Abstract
DNA methylation (DNAm) is a reversible biological process involving the addition of methylgroups to the specific sites on the DNA. DNAm is causally involved in regulatory processes
throughout the lifecourse such as gene control, as well as implicated in disease progression,
and can itself also be affected by environmental and genetic factors. Making use of the role
of DNAm in regulating gene control, previous research has established the capacity of
DNAm to predict levels of circulating protein in the blood. These DNAm based models of
proteins (termed episcores) allow for the instrumentation of proteins in the wealth of datasets
where DNAm is available and proteomic measurements are not, providing promise for
biomarker discovery.
This thesis aims to first establish if previously published episcores which were created in
older populations are transferable to younger populations, in which there is significantly less
environmentally driven DNAm variance.
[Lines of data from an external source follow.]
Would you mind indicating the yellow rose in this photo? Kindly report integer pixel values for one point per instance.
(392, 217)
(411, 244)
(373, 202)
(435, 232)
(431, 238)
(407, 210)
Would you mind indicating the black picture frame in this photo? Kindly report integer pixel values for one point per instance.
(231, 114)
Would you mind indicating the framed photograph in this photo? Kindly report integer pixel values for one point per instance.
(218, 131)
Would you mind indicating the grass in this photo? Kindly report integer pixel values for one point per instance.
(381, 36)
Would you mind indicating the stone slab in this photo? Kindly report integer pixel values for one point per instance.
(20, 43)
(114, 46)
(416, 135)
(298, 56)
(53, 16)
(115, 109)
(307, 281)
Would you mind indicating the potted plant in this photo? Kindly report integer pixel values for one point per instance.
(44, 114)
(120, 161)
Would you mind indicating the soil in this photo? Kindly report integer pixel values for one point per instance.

Following this, I use longitudinal datasets to
discover phenotype-epsicore associations which may be useful as biomarkers in young
cohorts, where the phenotypes are physical health risk factors measured multiple years after
the episcore. Finally, I carry out a similar analysis in older cohorts to establish the predictive
capacity of episcores in early cancer diagnosis.
Overall, this thesis strengthens the use case of episcores as a biomarker discovery tool
complementary to genetic analyses, whilst also demonstrating that care should be taken
when choosing target populations for use of episcores due to limited transferability of
episcores between populations of different ages.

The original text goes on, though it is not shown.